Many watches have been produced that were not of the lowest quality. They were affordable and well made. Among these were the watches that had mechanisms made by the Swiss Ebauche Companies, such as this Benrus. These watches are plentiful and affordable today. One difficulty with some of these watches is that they were installed in one-piece cases, so that the crystal must be removed in order to access the mechanism.
Many Bulova watches (circa 1955) have very attractive mechanisms (Swiss Ebauche), but their cases offered virtually no resistance against dirt nor moisture. Most cases were gold plated and were easily corroded when the plating wore off. Most had fancy crystals with all kinds of shapes other than the ordinary round shape (round crystals are the least difficult to replace).
Here is a fine watch, about ten years older, made by Hamilton. However, its case and crystal have the same problems as for the Bulovas above.
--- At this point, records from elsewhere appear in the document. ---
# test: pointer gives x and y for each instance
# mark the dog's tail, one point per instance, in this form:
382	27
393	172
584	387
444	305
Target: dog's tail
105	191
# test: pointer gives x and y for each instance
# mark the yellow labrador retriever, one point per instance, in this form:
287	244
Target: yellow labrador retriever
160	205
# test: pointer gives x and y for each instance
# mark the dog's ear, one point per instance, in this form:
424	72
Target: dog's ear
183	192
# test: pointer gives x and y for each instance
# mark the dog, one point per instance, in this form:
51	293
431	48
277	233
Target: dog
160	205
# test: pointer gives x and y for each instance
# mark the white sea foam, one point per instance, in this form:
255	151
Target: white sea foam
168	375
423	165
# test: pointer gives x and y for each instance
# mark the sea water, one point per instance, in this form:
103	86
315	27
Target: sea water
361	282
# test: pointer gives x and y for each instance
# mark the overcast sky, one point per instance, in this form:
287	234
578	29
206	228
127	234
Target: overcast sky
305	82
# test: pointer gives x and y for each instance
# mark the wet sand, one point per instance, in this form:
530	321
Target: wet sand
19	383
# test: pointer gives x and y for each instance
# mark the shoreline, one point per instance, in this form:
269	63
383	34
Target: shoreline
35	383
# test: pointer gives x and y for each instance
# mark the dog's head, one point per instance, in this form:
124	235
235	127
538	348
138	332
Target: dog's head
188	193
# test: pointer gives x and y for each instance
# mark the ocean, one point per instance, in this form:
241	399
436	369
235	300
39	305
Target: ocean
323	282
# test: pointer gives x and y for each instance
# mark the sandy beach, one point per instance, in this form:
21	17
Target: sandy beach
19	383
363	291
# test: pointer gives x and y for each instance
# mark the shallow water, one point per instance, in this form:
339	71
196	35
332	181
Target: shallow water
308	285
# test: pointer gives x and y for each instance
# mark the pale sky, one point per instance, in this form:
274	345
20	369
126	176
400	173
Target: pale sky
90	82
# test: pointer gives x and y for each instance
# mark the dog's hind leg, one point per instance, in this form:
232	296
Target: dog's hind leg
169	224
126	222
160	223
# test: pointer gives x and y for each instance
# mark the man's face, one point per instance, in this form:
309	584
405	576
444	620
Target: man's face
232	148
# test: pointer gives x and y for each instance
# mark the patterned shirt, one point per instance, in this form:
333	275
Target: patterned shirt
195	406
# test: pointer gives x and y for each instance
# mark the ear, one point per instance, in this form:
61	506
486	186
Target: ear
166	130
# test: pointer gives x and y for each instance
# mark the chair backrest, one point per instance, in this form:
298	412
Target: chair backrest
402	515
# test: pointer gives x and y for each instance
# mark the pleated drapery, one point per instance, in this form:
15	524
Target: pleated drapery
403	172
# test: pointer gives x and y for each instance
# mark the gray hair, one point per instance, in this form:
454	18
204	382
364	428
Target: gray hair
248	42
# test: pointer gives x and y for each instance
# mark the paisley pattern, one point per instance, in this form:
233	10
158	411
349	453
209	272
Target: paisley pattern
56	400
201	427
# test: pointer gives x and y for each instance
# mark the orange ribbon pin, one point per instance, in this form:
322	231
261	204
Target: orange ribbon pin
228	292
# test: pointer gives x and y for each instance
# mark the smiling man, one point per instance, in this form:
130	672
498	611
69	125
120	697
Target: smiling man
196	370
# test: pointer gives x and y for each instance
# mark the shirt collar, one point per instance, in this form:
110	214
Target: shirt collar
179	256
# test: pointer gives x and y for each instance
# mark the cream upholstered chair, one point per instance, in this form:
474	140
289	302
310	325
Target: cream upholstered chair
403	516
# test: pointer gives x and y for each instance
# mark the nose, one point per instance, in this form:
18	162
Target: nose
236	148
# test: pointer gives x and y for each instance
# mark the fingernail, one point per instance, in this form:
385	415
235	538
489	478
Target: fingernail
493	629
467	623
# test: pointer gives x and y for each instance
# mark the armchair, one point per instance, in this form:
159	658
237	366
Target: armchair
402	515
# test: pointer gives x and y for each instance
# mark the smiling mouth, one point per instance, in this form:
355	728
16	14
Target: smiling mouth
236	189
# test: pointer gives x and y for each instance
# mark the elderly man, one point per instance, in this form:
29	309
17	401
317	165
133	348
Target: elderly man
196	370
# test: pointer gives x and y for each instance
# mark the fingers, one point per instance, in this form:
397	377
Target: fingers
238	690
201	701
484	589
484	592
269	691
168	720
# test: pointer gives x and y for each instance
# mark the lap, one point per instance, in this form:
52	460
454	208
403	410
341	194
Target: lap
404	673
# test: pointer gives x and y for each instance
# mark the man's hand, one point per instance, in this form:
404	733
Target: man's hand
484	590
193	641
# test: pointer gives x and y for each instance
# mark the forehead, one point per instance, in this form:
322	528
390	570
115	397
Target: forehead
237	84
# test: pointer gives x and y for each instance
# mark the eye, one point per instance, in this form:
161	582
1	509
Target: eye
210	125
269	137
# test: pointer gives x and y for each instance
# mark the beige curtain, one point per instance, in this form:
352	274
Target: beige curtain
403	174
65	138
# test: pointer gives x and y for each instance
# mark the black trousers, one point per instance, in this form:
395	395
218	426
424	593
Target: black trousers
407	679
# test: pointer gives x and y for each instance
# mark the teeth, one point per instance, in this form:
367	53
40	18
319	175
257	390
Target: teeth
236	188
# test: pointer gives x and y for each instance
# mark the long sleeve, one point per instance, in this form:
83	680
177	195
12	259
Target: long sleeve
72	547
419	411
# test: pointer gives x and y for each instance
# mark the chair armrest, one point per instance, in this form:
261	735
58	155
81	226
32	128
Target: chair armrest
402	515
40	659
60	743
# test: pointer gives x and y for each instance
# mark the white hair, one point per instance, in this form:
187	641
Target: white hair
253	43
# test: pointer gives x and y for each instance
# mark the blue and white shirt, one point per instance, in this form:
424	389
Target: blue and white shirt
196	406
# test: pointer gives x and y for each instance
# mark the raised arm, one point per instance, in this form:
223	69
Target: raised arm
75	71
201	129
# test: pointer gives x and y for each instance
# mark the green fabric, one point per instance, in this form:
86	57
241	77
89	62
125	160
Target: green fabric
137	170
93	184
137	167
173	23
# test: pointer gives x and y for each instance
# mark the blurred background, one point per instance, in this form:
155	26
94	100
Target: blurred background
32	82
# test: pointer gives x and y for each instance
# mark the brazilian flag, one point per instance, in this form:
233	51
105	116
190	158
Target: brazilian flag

Ebauche made a fine series of automatically wound wristwatches, like these. The first one, a nice looking movement, is made by Felsa. The second one is of lower grade, the third one of medium grade, the fourth one a high quality certified chronometer made for Bucherer, and the fifth one a high quality watch made for Longines. The main difference in these watches is in the quality of the hairspring and balance wheel. Another difference is in whether the automatic winding mechanism is jewelled. Otherwise, these watches are very similar. The first one was made circa 1962. The rest were made circa 1970.
The last watch above is a newer Ebauche watch made for Bucherer. While it is not a certified chronometer, it is very well made. Notice that the automatic rotor has ball bearings!
I particularly like the equivalent watches made by Tissot. This watch has an extremely accurate microregulator, which is the same as the one found on the Omega Speedmaster (or very similar). My best mechanical timekeeper is a Tissot with a microregulator like this one.